Colette seems to handle her situation well at times, mainly due to the conversations she regularly has with her husband Tom’s “ghost” (Paul Hopkins). Supporting characters include meddling older sister Evelyn (Susan Glover, in a stand out performance) who offers much needed comic relief and reliable neighbour Bill (Carlo Mestroni).
Fargey, who brings to mind a young Annette Bening, shines as Colette, her emotional journey heart-wrenching at times. Unfortunately, the play was quite repetitive and full of cliché‘s which makes it difficult to empathize with her character.
Hopkins does a splendid job as the kidnapped husband. He makes the most of his mainly bland dialogue and brings to life the imagined spouse who is charming and protective, even if just in the mind of Colette.

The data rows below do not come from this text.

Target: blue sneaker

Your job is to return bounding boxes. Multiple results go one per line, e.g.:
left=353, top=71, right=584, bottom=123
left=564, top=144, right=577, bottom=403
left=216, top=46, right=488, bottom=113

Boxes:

Despite playing an under-developed character, Hassouné does a admirable job as the charming Jasper with questionable motives. If we could have cared a little more for him through the duration of the play, the ending and his character’s fate would have been much more effective.
Director Roy Surette does a fine job with this long, drawn out tale, which could have easily been edited down to 90 minutes from it’s existing 2 hours+ running time. The staging and use of the elaborate set was beautiful to watch.
The beautiful set design by John C. Dinning and the impressive lighting design by Luc Prairie, both help set the scene of a lake-front property in the dead of winter. Right down to the stunningly realistic snow fall.The moving bed was a brilliant choice, though tremendously underused.
In Absentia has many thought evoking lines, along with some hilarious ones, but the script and the character development fall far too short. Certainly not a play that sticks with you after you’ve exited the theatre.
In Absentia runs at The Centaur Theatre through March 4.